The pop-ups also featured a participatory art board, sponsored by the Art League, where community members could write on individual triangular tiles about topics or issues important to them. The tiles from Saturday's stop at St. Elmo's painted a vivid picture of what is on Alexandria residents' minds: the library, splash parks and playgrounds, Del Ray development, food insecurity, education, the arts, animal shelters, green spaces, native plants, veterans, connection and empathy, and — more than once — democracy itself.
Jefferson said the tiles from all three events will be assembled into a larger community artwork, which the Art League has offered to display in a temporary exhibit at the Torpedo Factory later this spring.
"We're combining all of these tiles together after this weekend to help understand the perspective of the community and what they need — what issues might either be covered well or might need to be covered better," Jefferson said. "At least, what is the community talking about that is important to them that should be on the mind of local journalism."
That question is exactly the right one to be asking.
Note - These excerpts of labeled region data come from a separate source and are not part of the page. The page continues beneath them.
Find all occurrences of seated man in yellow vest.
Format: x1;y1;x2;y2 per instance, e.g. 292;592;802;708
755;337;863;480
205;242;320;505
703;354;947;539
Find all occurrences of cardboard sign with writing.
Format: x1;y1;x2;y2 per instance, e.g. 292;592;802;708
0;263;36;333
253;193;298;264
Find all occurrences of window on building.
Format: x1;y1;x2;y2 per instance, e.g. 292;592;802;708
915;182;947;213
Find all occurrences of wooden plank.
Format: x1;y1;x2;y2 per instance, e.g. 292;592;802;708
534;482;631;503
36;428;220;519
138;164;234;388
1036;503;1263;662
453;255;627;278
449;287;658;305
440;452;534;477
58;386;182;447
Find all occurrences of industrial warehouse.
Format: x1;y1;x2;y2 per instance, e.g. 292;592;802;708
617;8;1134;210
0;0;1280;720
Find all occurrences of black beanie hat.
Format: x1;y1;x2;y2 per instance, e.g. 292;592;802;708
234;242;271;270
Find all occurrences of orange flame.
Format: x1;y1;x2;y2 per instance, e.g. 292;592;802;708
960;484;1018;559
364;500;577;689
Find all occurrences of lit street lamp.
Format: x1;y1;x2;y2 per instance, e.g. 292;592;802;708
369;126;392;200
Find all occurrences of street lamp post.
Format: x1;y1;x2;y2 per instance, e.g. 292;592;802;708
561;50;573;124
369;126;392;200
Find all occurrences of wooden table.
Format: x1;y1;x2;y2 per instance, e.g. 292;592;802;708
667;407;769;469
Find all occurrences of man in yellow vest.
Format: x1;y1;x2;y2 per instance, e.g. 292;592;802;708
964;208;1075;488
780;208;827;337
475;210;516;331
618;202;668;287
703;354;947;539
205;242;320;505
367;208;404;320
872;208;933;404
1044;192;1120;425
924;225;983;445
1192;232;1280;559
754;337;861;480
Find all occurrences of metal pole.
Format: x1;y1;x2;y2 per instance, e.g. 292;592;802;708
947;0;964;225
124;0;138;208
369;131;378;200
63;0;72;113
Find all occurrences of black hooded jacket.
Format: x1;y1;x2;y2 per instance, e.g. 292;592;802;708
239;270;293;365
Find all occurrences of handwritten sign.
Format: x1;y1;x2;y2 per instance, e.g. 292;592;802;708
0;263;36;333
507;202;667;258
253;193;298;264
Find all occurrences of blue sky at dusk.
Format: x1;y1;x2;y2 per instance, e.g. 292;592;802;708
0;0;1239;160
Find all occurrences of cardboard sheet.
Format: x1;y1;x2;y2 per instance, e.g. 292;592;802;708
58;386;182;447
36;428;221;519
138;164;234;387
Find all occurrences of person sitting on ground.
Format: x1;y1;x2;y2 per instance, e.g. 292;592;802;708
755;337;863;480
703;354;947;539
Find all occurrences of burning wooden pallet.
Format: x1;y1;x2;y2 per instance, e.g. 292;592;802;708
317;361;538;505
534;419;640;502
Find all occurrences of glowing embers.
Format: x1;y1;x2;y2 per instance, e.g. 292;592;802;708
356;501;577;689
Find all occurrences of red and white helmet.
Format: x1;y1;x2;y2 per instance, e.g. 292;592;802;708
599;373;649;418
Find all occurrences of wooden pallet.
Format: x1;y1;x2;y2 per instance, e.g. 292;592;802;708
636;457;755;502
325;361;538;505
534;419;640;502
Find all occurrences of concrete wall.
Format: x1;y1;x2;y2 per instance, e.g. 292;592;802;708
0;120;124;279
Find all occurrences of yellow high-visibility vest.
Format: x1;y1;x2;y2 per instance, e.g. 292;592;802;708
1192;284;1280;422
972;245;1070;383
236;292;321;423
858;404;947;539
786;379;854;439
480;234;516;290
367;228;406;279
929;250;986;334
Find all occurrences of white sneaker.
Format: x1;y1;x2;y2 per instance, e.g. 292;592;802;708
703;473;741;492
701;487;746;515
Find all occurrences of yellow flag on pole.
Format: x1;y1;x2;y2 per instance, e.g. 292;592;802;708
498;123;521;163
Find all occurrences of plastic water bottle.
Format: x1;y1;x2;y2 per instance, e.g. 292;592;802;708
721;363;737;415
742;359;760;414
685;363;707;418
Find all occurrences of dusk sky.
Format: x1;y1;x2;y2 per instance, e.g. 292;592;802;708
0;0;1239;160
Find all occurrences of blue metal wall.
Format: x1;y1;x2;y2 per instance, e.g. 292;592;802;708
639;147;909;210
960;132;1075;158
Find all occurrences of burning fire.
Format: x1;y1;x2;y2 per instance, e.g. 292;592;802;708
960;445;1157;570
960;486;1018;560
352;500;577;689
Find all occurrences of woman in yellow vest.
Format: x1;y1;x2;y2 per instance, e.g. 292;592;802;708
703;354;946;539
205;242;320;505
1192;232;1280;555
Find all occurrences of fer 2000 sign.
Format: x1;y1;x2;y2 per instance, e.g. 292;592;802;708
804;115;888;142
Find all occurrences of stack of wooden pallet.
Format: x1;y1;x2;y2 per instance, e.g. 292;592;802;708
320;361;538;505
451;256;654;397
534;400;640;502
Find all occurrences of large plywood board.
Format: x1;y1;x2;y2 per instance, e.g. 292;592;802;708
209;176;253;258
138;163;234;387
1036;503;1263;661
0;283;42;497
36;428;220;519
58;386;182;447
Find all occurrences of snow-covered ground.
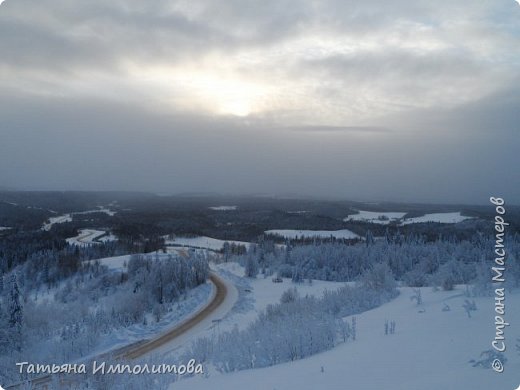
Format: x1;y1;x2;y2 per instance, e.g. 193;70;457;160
264;229;359;239
165;236;251;251
209;263;345;331
90;282;215;360
89;248;190;271
174;287;520;390
73;206;116;217
42;214;72;231
402;211;472;225
66;229;117;246
150;263;344;359
209;206;238;211
343;210;406;225
42;206;116;231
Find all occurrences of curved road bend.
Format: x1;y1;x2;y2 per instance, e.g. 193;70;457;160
123;272;228;359
6;272;228;390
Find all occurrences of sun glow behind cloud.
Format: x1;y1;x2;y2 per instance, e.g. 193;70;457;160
126;65;276;117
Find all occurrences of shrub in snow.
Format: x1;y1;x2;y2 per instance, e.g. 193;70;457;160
410;288;422;306
280;287;299;303
469;349;507;368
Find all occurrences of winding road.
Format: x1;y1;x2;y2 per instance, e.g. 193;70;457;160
6;272;237;390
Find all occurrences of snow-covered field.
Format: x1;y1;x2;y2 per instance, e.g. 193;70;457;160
42;214;72;231
209;263;345;331
89;248;189;271
66;229;117;246
42;206;116;231
174;288;520;390
343;210;406;225
165;236;251;251
402;211;471;225
264;229;359;239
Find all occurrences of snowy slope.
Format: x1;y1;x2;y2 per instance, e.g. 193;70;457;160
170;288;520;390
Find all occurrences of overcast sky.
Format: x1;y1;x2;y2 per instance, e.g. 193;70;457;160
0;0;520;204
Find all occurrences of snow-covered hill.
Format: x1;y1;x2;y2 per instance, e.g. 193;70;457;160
170;287;520;390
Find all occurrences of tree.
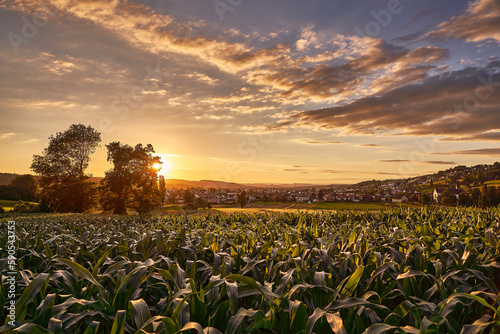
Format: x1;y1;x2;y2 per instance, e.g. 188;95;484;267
238;190;247;209
158;175;167;206
101;142;161;214
31;124;101;212
9;174;38;202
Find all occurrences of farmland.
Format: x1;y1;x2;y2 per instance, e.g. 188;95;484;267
0;208;500;334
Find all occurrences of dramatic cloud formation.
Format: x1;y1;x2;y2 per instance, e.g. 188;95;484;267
292;61;500;136
428;0;500;43
0;0;500;182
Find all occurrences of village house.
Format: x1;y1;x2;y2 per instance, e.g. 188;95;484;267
432;188;464;203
Local news is not just about informing people — it is about reflecting a community back to itself, celebrating what makes a place distinct, and creating the shared set of facts that allows neighbors to disagree without disconnecting. Independent local newsrooms are the ones best positioned to do that work honestly.
Looking ahead, Jefferson said the 2026 events were intentionally experimental — pulled together in about a month — and that he sees significant room to grow in future years.
"I'm curious how we can bring together more of the city's resources, more organizations that want to support local news, more newsrooms and newspapers," he said. "Trying to embed ourselves in the community and reach people who might not have the information right now or might not know news outlets that are covering their neighborhood — that would be very central to whatever is happening."
Jefferson credited the partnerships that made the weekend possible. "I appreciate the openness from The Alexandria Brief and the other volunteers and the other outlets, and the farmers markets especially, who trusted me and Bloom Labs to do these pop-ups and help promote their work," he said.
For The Alexandria Brief, the weekend was a reminder of what this work is really about — not pageviews or open rates, but neighbors stopping at a table on a sunny Saturday morning because they want to know what is happening in their city and who is covering it.
They deserve an answer. We are here to give them one.